2019 ST Elmer Muttekopf

Elmer Muttekopf (anstatt Tschachaun)

Pünktlich um 06.00 Uhr trafen  wir uns am 17.02.19 zu viert in Ulm, um kurz darauf in Illertissen drei weitere  Teilnehmer zu  begrüßen. Zu siebt ging es nun in Richtung Lechtal. Unser Tourenführer Theo hatte in Beurteilung der Wetter- und Schneelage das Tourenziel geändert, und anstatt des ursprünglich geplanten „Tschachaun“ peilten wir nun den nicht weit entfernten „Elmer Muttekopf„ an.
Nach kurzem Zwischenstopp unmittelbar nach dem Grenztunnel und einem Kaffee ‘To Go‘ erreichten wir zügig den Parkplatz, direkt an der Straße zwischen Stanzach und Namlos. Wir schulterten unsere Ski und liefen zunächst ca. 100m auf der Straße Richtung Stanzach zurück zur Einstiegsstelle. Durch ein lichtes Wäldchen steil ansteigend gelangten wir rasch in die breiten Hänge des nordseitig exponierten „Schafkars“. Der Schnee hatte gute Qualität und der leicht gesetzte ‘Pulver‘ erhöhte die Vorfreude auf die spätere Abfahrt.

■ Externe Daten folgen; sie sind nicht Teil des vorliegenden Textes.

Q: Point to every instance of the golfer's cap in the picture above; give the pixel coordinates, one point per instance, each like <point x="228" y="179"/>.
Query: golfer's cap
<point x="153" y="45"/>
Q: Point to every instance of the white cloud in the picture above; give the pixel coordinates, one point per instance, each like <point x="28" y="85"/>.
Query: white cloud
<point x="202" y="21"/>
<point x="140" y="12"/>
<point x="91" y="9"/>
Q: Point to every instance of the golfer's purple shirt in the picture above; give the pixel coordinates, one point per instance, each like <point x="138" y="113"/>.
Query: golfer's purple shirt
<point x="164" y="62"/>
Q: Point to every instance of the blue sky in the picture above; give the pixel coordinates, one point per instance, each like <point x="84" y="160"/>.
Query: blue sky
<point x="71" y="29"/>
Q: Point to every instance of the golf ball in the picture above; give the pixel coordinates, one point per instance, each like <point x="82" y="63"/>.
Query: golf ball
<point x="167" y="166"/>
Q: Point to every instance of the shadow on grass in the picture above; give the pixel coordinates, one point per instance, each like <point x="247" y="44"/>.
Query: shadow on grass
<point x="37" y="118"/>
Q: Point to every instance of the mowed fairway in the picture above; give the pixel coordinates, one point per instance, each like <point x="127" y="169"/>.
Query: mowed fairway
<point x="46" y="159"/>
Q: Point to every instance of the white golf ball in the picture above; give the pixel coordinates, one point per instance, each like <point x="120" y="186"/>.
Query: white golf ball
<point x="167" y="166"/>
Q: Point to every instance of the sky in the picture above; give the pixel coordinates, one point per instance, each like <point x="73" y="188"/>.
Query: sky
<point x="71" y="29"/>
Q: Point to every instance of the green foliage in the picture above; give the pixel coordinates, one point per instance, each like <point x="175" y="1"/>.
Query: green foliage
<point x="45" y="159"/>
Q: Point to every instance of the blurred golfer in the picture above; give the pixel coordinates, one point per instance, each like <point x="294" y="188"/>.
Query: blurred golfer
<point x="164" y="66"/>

Über Serpentinen ging es so den weiten Talkessel hinauf bis zur Hochfläche des „Karbodens“ auf knapp 1900 Meter.
Von hier aus kann entweder links (ostseitig) zur „Täuberspitze“ (2298m) oder nach rechts (westseitig) über den sehr imposanten Osthang zum „Elmer Muttekopf“ (2350m) abgebogen werden. In Anbetracht der hervorragenden Bedingungen schien uns  am  heutigen Tag der Muttekopf die lohnendere Variante zu sein, und wir wurden nicht enttäuscht! In knackigen Spitzkehren, die zum Schluss, bei über 35 Gad Steilheit in schon etwas aufgeweichtem Schnee einiges an Geschicklichkeit abverlangten, erreichten wir nach rund 1250 Höhenmetern in gut 3 ½ Stunden Aufstieg  den Gipfel.
Nach kurzer Rast, etwas Gipfelkunde dank herrlicher Panorama-Rundumsicht und dem obligatorischen Gipfelfoto zogen wir mit unseren Skiern sowie Mark mit dem Splitboard hangabwärts unsere Schwünge in den Schnee. Das letzte Stück führte uns noch etwas abenteuerlich durch den Wald und so erreichten wir auf direktem Weg den Parkplatz.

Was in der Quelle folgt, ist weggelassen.